At Our Side

From The Tractates on John, 17.7-9 (ca. 410)

The Lord, the teacher of love, full of love, came in person “with summary judgment on the world,” as had been foretold of him, and showed that the law and the prophets are summed up in two commandments of love.

Call to mind what these two commandments are. They ought to be very familiar to you: they should not only spring to mind when I mention them, but ought never to be absent from your hearts. Keep always in mind that we must love God and our neighbor: “Love God with your whole heart, your whole soul, and your whole mind, and your neighbor as yourself.”

These two commandments must be always in your thoughts and in your hearts, treasured, acted on, fulfilled. Love of God is the first to be commanded, but love of neighbor is the first to be put into practice. In giving two commandments of love Christ would not commend to you first your neighbor and then God, but first God and then your neighbor.

Since you do not yet see God, you merit the vision of God by loving your neighbor. By loving your neighbor you prepare your eye to see God: St. John says clearly, “If you do not love your neighbor whom you see, how will you love God whom you do not see.”
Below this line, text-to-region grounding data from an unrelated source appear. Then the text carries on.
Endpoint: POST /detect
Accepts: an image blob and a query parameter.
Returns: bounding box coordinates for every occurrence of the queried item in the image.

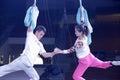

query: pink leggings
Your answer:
[73,53,112,80]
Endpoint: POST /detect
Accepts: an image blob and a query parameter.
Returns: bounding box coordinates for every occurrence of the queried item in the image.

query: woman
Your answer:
[54,25,120,80]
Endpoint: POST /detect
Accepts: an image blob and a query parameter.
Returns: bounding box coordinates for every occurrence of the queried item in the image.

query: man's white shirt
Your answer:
[21,31,46,66]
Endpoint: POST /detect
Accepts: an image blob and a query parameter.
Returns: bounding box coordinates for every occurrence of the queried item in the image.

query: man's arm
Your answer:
[41,52,56,58]
[27,26,33,32]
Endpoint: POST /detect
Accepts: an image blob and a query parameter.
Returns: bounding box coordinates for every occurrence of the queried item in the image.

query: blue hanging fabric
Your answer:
[24,0,39,30]
[76,0,93,45]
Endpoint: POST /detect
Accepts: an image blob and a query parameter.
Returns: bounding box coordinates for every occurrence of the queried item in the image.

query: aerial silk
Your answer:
[76,0,93,45]
[24,0,39,30]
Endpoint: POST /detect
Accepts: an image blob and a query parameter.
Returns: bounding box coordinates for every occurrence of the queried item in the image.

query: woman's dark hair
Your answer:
[34,25,46,33]
[75,25,89,36]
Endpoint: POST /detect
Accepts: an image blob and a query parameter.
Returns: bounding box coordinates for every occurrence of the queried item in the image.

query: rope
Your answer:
[34,0,36,5]
[79,0,82,7]
[62,1,77,64]
[43,0,53,37]
[63,8,73,46]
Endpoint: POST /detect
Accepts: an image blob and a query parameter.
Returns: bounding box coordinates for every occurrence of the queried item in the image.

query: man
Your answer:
[0,25,56,80]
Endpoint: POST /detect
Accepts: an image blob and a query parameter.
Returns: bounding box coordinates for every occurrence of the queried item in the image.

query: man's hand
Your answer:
[54,48,63,54]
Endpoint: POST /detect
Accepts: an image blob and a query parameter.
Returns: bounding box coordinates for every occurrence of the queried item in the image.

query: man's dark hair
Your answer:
[34,25,46,33]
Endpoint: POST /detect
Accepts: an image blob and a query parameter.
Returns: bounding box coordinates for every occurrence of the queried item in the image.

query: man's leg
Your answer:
[24,67,39,80]
[0,57,22,77]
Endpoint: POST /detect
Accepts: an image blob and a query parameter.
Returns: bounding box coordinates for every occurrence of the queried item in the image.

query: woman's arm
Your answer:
[54,46,75,54]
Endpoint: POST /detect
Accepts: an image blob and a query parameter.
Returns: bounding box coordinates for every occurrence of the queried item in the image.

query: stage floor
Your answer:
[0,65,120,80]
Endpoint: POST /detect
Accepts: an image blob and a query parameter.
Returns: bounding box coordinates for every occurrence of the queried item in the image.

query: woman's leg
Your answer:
[73,63,89,80]
[90,53,112,69]
[73,55,91,80]
[111,61,120,66]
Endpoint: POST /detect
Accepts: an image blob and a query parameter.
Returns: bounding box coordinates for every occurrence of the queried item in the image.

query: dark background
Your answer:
[0,0,120,51]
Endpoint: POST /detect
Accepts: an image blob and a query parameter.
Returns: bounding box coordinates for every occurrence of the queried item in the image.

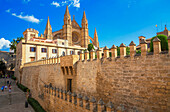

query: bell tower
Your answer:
[63,6,72,46]
[81,11,89,48]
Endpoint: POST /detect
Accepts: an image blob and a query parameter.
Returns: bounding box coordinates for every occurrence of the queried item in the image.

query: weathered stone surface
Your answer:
[19,53,170,112]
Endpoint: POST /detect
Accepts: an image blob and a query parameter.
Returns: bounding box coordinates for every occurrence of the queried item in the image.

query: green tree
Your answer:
[126,47,130,55]
[87,43,95,52]
[0,61,6,76]
[150,34,168,52]
[9,37,23,53]
[117,46,120,56]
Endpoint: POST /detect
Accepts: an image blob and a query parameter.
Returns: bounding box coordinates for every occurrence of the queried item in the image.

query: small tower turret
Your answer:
[81,11,89,48]
[44,16,53,40]
[23,28,39,42]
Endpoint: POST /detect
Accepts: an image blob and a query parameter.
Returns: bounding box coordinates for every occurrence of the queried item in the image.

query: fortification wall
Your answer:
[75,54,170,112]
[21,64,65,100]
[18,39,170,112]
[98,54,169,112]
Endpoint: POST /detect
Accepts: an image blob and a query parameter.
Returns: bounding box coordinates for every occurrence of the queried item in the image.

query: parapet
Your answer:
[23,28,39,34]
[23,38,170,67]
[43,85,126,112]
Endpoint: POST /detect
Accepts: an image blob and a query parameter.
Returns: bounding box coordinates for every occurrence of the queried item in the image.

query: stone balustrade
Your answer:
[44,85,123,112]
[24,39,170,67]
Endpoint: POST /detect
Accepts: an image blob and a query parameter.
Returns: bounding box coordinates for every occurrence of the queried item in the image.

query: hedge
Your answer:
[28,97,46,112]
[17,83,29,92]
[150,34,168,52]
[11,75,16,80]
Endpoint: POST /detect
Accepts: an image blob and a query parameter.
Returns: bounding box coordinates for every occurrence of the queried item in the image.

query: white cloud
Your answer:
[23,0,31,3]
[52,0,80,8]
[11,13,41,23]
[72,0,80,8]
[0,38,10,49]
[6,9,11,13]
[51,1,60,7]
[6,9,41,24]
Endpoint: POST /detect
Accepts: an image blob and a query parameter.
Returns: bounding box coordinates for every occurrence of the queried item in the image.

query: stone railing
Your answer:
[24,57,60,67]
[43,85,124,112]
[79,37,170,62]
[24,37,170,67]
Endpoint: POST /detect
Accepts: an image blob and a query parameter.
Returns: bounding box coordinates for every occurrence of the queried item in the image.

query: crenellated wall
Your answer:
[18,38,170,112]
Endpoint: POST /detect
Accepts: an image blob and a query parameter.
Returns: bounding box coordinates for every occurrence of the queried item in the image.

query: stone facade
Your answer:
[16,39,170,112]
[15,6,100,81]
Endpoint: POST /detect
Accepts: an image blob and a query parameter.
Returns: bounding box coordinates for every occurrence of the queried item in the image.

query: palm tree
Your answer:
[9,37,23,53]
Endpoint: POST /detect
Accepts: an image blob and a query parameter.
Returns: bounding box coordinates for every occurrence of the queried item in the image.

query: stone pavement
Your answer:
[0,78,34,112]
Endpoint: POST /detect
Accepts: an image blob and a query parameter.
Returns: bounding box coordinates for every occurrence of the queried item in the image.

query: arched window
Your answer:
[63,51,65,56]
[70,51,74,55]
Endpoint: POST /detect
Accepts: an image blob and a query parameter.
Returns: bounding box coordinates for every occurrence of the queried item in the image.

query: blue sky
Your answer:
[0,0,170,51]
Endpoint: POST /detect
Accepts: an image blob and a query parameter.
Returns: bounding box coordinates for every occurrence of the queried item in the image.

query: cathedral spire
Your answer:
[64,5,70,17]
[45,16,51,30]
[81,11,88,29]
[82,11,87,20]
[64,5,71,25]
[165,25,167,30]
[94,28,99,48]
[94,28,98,38]
[44,16,52,39]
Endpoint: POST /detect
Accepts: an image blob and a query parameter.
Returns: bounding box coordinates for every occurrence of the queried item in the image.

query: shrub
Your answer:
[150,34,168,52]
[87,43,95,52]
[136,49,141,54]
[17,83,28,92]
[11,75,16,80]
[28,97,46,112]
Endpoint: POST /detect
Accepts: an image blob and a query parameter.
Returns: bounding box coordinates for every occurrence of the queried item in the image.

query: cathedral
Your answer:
[43,6,99,48]
[16,6,100,66]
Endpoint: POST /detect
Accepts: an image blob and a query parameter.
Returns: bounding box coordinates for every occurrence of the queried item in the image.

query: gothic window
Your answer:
[69,66,73,75]
[72,32,79,43]
[61,67,65,75]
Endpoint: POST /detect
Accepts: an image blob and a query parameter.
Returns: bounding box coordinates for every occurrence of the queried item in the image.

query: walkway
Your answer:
[0,78,34,112]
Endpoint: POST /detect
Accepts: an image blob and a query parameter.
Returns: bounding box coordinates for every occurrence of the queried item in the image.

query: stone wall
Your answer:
[21,64,65,100]
[19,52,170,112]
[75,54,170,112]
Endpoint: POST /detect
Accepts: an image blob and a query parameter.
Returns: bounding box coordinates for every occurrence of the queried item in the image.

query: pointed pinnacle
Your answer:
[94,28,98,39]
[65,5,70,16]
[46,16,51,29]
[83,11,86,19]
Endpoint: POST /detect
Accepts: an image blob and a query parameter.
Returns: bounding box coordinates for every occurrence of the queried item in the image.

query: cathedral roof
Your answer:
[72,16,80,28]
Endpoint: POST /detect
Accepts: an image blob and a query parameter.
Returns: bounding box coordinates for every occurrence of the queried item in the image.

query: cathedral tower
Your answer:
[44,16,53,40]
[94,28,99,48]
[81,11,89,48]
[63,6,72,46]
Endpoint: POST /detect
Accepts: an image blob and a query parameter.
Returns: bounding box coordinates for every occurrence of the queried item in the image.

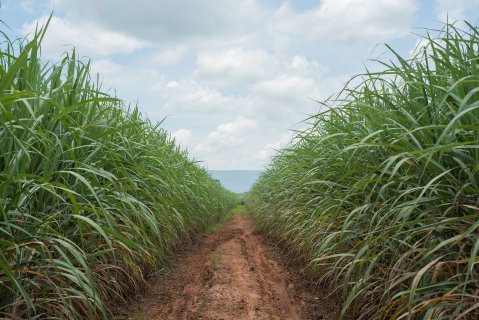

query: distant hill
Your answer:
[209,170,262,193]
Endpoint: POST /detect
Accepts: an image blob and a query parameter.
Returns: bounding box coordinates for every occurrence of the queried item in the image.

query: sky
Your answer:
[1,0,478,170]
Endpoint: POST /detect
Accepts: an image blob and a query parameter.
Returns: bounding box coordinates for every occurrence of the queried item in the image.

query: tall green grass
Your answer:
[248,22,479,319]
[0,23,237,319]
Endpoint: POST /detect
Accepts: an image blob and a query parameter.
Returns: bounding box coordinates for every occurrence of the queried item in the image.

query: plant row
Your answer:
[0,24,237,319]
[247,22,479,319]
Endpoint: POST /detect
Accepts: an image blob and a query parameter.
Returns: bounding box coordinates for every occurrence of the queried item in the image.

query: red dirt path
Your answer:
[122,214,340,320]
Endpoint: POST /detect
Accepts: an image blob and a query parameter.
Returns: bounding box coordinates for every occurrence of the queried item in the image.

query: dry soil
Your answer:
[122,214,340,320]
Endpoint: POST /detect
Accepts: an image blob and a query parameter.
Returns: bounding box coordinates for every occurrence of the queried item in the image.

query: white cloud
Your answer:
[51,0,418,49]
[195,117,257,154]
[89,63,162,98]
[166,81,180,88]
[22,16,146,59]
[91,59,122,75]
[2,0,49,13]
[153,46,188,66]
[152,80,240,113]
[19,0,35,13]
[53,0,264,44]
[289,55,323,74]
[188,116,302,169]
[195,48,278,85]
[257,133,293,161]
[171,128,192,146]
[252,74,319,104]
[272,0,418,43]
[216,117,256,134]
[435,0,479,22]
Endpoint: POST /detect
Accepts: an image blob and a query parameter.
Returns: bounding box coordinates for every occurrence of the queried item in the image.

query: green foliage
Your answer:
[0,22,237,319]
[248,22,479,319]
[230,205,247,214]
[204,205,246,234]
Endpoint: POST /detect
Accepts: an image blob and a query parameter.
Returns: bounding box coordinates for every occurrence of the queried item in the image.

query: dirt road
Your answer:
[123,214,340,320]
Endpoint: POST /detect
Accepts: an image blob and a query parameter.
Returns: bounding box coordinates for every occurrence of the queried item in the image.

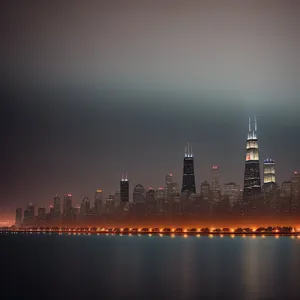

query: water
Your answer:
[1,234,300,300]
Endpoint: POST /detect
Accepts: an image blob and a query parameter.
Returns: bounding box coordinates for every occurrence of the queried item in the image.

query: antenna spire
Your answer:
[254,116,257,132]
[191,143,193,157]
[125,172,128,181]
[188,142,190,157]
[249,117,251,132]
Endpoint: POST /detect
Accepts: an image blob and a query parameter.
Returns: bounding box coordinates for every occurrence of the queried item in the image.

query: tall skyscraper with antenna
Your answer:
[181,142,196,195]
[243,117,261,201]
[120,173,129,202]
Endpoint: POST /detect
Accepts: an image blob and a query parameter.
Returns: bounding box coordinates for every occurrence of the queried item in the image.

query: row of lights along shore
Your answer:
[1,226,299,235]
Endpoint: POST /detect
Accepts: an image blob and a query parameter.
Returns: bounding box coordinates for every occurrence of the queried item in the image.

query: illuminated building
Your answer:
[156,187,165,200]
[181,143,196,195]
[120,174,129,202]
[224,182,240,207]
[38,207,46,220]
[291,171,300,203]
[94,189,103,213]
[165,173,173,185]
[243,117,261,201]
[200,181,210,203]
[263,158,276,184]
[15,208,22,225]
[211,165,221,204]
[281,181,292,198]
[53,195,61,221]
[263,158,277,196]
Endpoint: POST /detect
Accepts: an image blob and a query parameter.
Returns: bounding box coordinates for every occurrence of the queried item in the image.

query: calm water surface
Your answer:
[1,234,300,300]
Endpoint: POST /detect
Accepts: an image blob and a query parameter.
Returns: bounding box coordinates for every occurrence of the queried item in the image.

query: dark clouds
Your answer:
[2,1,300,209]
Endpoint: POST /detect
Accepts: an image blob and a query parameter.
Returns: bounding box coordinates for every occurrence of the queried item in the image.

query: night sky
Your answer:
[2,1,300,213]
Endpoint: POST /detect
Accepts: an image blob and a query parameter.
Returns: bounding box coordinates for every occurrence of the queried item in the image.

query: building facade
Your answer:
[181,143,196,195]
[243,117,261,201]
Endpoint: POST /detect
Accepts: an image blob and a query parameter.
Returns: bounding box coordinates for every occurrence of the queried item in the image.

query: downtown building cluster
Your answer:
[15,118,300,226]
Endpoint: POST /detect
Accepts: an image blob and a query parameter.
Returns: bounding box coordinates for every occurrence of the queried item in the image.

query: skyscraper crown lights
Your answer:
[184,142,193,158]
[247,117,258,140]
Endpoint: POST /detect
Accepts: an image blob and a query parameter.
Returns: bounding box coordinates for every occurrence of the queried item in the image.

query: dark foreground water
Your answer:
[1,234,300,300]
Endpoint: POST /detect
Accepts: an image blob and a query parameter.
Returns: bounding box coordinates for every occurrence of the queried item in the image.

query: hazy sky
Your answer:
[2,0,300,211]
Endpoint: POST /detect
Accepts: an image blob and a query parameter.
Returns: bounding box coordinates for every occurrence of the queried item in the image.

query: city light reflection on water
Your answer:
[1,235,300,300]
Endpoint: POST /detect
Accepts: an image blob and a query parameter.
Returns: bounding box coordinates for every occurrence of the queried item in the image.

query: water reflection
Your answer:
[1,235,300,300]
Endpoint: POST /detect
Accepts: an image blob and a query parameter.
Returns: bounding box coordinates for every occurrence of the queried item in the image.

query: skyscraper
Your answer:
[94,189,103,213]
[63,194,73,220]
[120,174,129,202]
[263,158,277,196]
[291,171,300,203]
[200,181,210,203]
[281,181,292,198]
[263,158,276,184]
[23,203,35,224]
[80,196,90,219]
[211,165,221,204]
[181,143,196,195]
[133,184,145,203]
[165,173,173,184]
[38,207,46,220]
[53,195,61,222]
[145,187,156,215]
[224,182,240,207]
[243,117,261,201]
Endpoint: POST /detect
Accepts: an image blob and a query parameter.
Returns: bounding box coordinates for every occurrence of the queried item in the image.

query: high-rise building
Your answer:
[46,206,54,222]
[63,194,73,220]
[243,117,261,201]
[291,171,300,203]
[181,143,196,195]
[156,187,165,200]
[164,173,174,199]
[38,207,46,220]
[120,174,129,202]
[146,187,156,215]
[15,208,22,225]
[263,158,277,196]
[263,158,276,184]
[80,196,90,218]
[200,181,210,203]
[24,203,35,223]
[53,195,61,221]
[133,184,145,203]
[103,194,115,215]
[211,165,221,204]
[224,182,240,207]
[165,173,173,184]
[114,191,121,208]
[281,181,292,198]
[94,189,103,213]
[49,205,54,221]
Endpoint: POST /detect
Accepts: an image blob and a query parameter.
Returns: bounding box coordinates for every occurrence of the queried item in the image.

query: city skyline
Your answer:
[2,0,300,215]
[2,116,300,214]
[11,117,300,214]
Consider what is said to you: Love God. If you say to me: Show me whom I am to love, what shall I say if not what St. John says: “No one has ever seen God!” But in case you should think that you are completely cut off from the sight of God, he says: “God is love, and you who remain in love remain in God.” Love your neighbor, then, and see within yourself the power by which you love your neigor, there you will see God, as far as you are able.

Begin, then, to love your neighbor. “Break your bread to feed the hungry, and bring into your home the homeless poor; if you see someone naked, clothe them, and do not look down on your own flesh and blood.”

What will you gain by doing this? “Your light will then burst forth as the dawn.” Your light is your God. God is your “dawn” for he will come to you when the night of time is over. God does not rise or set, but remains forever.

In loving your neighbor and caring for others, you are on a journey. Where are you traveling if not to the Lord God, to him whom we should love with our whole heart, our whole soul, our whole minds? We have not yet reached his presence, but we have our neighbor at our side. Support, then, this companion of your pilgrimage if you want to come into the presence of the One with whom you desire to remain forever.

St. Augustine (354-430) was a theologian and philosopher who served as Bishop of Hippo Regius in North Africa. He was a voluminous author, whose writings about God’s grace, the Sacraments, and the Church have been profoundly influential in the development of Western Christianity. His feast day is August 26.